Note that when the main plasma chamber 28 is made of quartz glass, oxygen is rarely mixed into the film due to the 5102 sputtering effect caused by the plasma. In order to avoid oxygen contamination, it is effective to use ceramics of A1□03 material, ceramics of the same material as the material to be formed, stainless steel, etc. instead of quartz glass.

In addition to the examples shown in FIGS. 1 and 2, the shape of the discharge electrode and the material and shape of the structure 1 reaction vessel are changed to generate a local thermal equilibrium plasma, and the high-frequency glow-like discharge in the surrounding area is generated. The apparatus for depositing a film on a substrate by means of a high-frequency glow-like discharge led into a plasma chamber and a secondary plasma chamber can be configured in various ways. The present invention is not limited to each structure of the above embodiments.

(Effects of the Invention) The present invention is as described above, and is capable of producing high-quality thin films with good controllability while minimizing radiation damage to semiconductor elements in the thin film manufacturing process. The present invention greatly contributes to other film forming apparatuses, and can be said to be an industrially useful invention.

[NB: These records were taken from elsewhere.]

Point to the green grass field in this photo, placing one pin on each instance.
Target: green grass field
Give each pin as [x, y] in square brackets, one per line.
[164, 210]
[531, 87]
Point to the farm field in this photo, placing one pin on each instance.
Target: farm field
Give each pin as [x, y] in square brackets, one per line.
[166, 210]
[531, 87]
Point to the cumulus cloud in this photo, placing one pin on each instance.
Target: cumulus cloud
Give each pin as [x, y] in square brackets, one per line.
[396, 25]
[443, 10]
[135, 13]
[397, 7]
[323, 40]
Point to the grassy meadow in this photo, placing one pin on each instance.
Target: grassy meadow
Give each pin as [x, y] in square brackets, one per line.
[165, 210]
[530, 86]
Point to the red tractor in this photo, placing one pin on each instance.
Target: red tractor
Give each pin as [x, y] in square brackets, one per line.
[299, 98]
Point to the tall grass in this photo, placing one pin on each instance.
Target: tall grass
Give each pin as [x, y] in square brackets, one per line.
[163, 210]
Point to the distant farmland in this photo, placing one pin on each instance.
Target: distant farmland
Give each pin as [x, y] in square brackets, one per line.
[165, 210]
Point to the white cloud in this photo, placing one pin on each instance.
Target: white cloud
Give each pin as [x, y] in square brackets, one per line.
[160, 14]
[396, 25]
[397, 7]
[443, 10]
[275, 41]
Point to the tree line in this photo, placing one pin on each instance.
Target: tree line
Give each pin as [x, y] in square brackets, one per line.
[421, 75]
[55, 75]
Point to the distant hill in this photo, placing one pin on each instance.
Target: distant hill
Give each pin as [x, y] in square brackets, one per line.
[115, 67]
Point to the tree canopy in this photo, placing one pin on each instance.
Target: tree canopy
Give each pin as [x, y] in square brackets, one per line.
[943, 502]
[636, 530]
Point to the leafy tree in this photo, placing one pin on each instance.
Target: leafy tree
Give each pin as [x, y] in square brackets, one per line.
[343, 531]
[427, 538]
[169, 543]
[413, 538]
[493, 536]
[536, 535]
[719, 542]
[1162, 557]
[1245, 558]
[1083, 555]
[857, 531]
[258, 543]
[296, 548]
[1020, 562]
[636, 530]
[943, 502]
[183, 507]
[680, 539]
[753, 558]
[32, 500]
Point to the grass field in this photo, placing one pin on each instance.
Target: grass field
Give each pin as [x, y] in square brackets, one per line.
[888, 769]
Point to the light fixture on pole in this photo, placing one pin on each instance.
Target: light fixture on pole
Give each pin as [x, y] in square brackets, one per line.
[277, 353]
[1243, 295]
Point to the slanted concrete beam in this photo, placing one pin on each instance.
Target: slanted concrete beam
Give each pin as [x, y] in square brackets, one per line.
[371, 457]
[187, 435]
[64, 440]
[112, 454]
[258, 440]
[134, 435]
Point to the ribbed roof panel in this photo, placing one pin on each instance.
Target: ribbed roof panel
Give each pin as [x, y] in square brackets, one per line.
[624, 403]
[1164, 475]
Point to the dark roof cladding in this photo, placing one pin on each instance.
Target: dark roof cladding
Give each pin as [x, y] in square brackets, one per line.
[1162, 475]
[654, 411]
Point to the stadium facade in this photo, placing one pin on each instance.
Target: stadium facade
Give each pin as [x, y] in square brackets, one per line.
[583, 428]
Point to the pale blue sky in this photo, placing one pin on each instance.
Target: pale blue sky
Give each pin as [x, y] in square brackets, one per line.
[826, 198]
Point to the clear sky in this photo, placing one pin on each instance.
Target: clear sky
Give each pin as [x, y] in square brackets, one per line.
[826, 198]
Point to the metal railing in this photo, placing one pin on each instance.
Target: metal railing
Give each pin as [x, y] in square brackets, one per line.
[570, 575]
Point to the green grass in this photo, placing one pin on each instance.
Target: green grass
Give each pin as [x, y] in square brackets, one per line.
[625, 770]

[Brief explanation of drawings]

1 and 2 are diagrams showing an embodiment of the apparatus according to the present invention. Figure 3 shows the high-frequency glow discharge of nitrogen gas
FIG. 3 is a diagram showing a spectral pattern obtained by emission spectroscopic analysis of a local thermal equilibrium plasma state. Figure 4 shows the infrared absorption spectra of a film created using a conventional plasma CVD device.
9 is a diagram showing an infrared absorption spectrum b of a film produced by the apparatus of the present invention. FIG. 5 is a diagram showing a conventional plasma CVD apparatus. DESCRIPTION OF SYMBOLS 1... Reaction chamber, 3... Substrate holder, 5... High frequency T source 6... Heater, 7... Substrate, 8... High frequency glow discharge, 10... Reaction container, 23... ··coil,
25... High frequency glow discharge, 26... Local thermal equilibrium plasma 27... Secondary plasma chamber, 28... Main plasma chamber. Agent Patent Attorney Kenji Murakami WAVENtJMBER (cri-') FIG, 4

Claims (5)

[Claims] (1) In a thin film forming apparatus that introduces a predetermined gas into a reaction vessel and uses the plasma of the gas generated by electric discharge to form a thin film, a stable local thermal equilibrium plasma is generated and maintained in the main plasma chamber, and A thin film forming apparatus characterized in that a plasma is led to a secondary plasma chamber, a secondary discharge is maintained in the secondary plasma chamber, and a predetermined thin film is deposited on a substrate placed in the secondary plasma chamber. (2) The thin film forming apparatus according to claim 1, wherein the local thermal equilibrium plasma generation mechanism is of a high frequency inductively coupled type. (3) The thin film forming apparatus according to claim 1, wherein the local thermal equilibrium plasma generation mechanism is of a high frequency capacitive coupling type. (4) The thin film forming apparatus according to claim 1, 2 or 3, characterized in that quartz glass and/or ceramics are used for at least a part of the inner wall of the main plasma chamber that is exposed to the local thermal equilibrium plasma. . (5) At least a part of the predetermined gas is introduced into the main plasma chamber, and another part of the predetermined gas is introduced into the secondary plasma chamber. The thin film forming apparatus according to item 2, 3 or 4.